Other researchers have studied the possible relation between PSA screening and the decline in the rate of prostate cancer mortality and have suggested that there is no link between the intensity of screening activities and the recent decrease in prostate cancer death rates. Etzioni and colleagues addressed the question of whether the PSA tests conducted in the late 1980s and early 1990s could provide a reason for the decline in prostate cancer mortality observed from 1992 through 1994 in the United States.
11 Using simulation models, they showed that if PSA screening reduced prostate cancer mortality by 20% over 10 years (as postulated in the Prostate, Lung, Colorectal, and Ovarian Cancer Screening Trial
16) and if the mean lead time (time by which diagnosis is advanced by screening) was close to 3 years, PSA screening could explain most or all of the decline in prostate cancer mortality since 1991 in the United States.
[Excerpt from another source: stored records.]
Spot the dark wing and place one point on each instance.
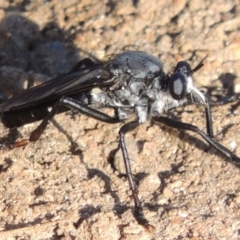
(70, 83)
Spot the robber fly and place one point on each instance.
(132, 82)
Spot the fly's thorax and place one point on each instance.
(139, 65)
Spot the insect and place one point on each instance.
(132, 82)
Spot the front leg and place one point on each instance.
(138, 210)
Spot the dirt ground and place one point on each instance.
(48, 191)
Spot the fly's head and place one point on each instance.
(180, 84)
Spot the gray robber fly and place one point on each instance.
(132, 82)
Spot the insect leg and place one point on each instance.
(185, 126)
(138, 211)
(73, 104)
(209, 120)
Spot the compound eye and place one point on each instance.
(178, 86)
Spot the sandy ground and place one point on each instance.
(48, 191)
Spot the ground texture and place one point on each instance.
(48, 190)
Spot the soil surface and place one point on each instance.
(51, 191)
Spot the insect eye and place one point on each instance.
(177, 86)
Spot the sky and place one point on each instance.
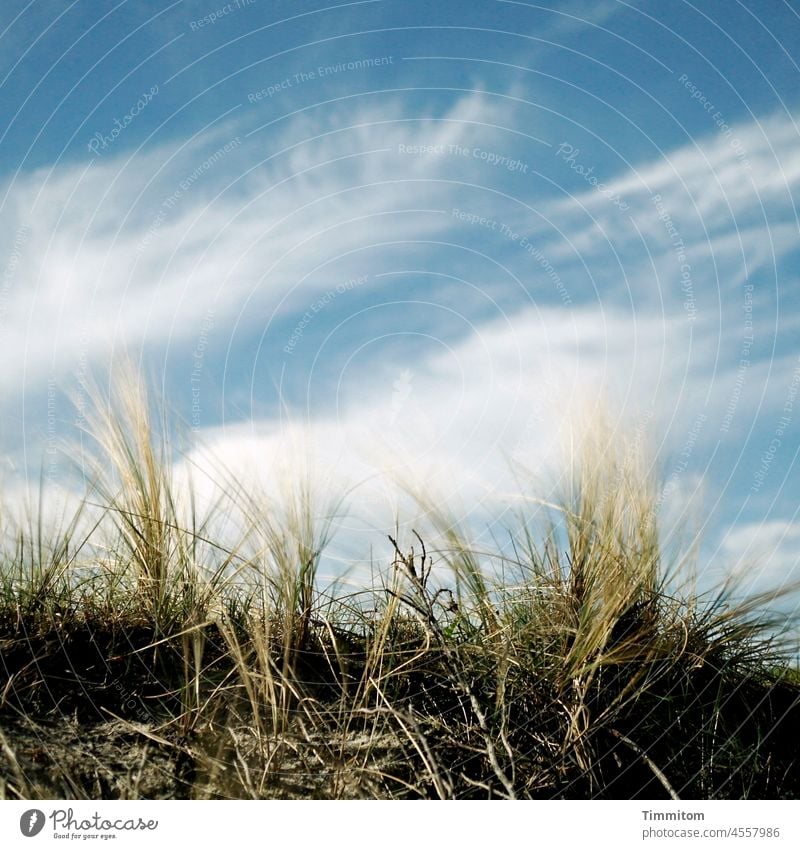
(399, 241)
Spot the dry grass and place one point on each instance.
(208, 669)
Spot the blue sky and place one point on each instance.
(412, 239)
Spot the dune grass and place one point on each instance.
(143, 656)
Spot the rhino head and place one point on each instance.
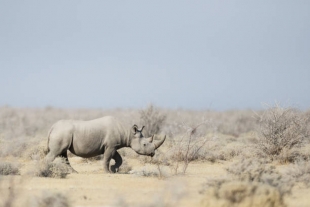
(142, 145)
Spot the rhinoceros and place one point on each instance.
(96, 137)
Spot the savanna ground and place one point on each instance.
(231, 158)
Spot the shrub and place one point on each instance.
(252, 183)
(48, 199)
(7, 168)
(56, 169)
(187, 148)
(125, 168)
(280, 129)
(300, 172)
(251, 170)
(242, 194)
(152, 119)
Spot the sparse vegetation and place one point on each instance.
(267, 154)
(153, 120)
(300, 172)
(7, 168)
(56, 169)
(281, 129)
(49, 199)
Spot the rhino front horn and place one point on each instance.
(159, 142)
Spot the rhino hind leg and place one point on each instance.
(65, 156)
(118, 162)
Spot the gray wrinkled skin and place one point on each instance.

However, using the hypothesis of a 5-year lead time, which better corresponds to our current knowledge about the mean lead time associated with initial PSA screening
17 (the lead time for repeat screens is much longer), PSA screening could not explain the recent decline in prostate cancer mortality rate.
11In another study, Oliver and colleagues compared data from the United States with those from England and Wales with regard to age-standardized prostate cancer incidence and mortality rates.
12 The authors noted that in spite of very divergent trends in incidence reflecting a different use of PSA testing, a similar reversal in secular mortality trends was observed in the United States, England and Wales between 1991 and 1997. They, thus, concluded that falling death rates in the United States did not, for the moment, support claims for the effectiveness of prostate cancer screening.
Randomized trials that address the issue of the efficacy of screening for prostate cancer are underway in Europe and in North America.
18 Only one group has published preliminary results, and these suggest that PSA screening markedly reduced prostate cancer mortality up to 5 years after screening.
19 However, in this report, most of the results did not come from the comparison of screened and unscreened groups as randomized, and they may reflect more bias than real efficacy.
20,21 Moreover, when the groups formed by randomization were compared, prostate cancer mortality rates were identical in the 2 groups.
21Therefore, in accordance with the observational studies described here, our results do not support the hypothesis that the present decline in prostate cancer mortality is attributable to PSA screening. If PSA screening is effective in preventing or postponing death from prostate cancer, its impact at a population level has yet to be felt. Moreover, there may be other explanations for the recent decline in prostate cancer mortality, consisting primarily of changes in disease management and in hormonal treatment of advanced disease.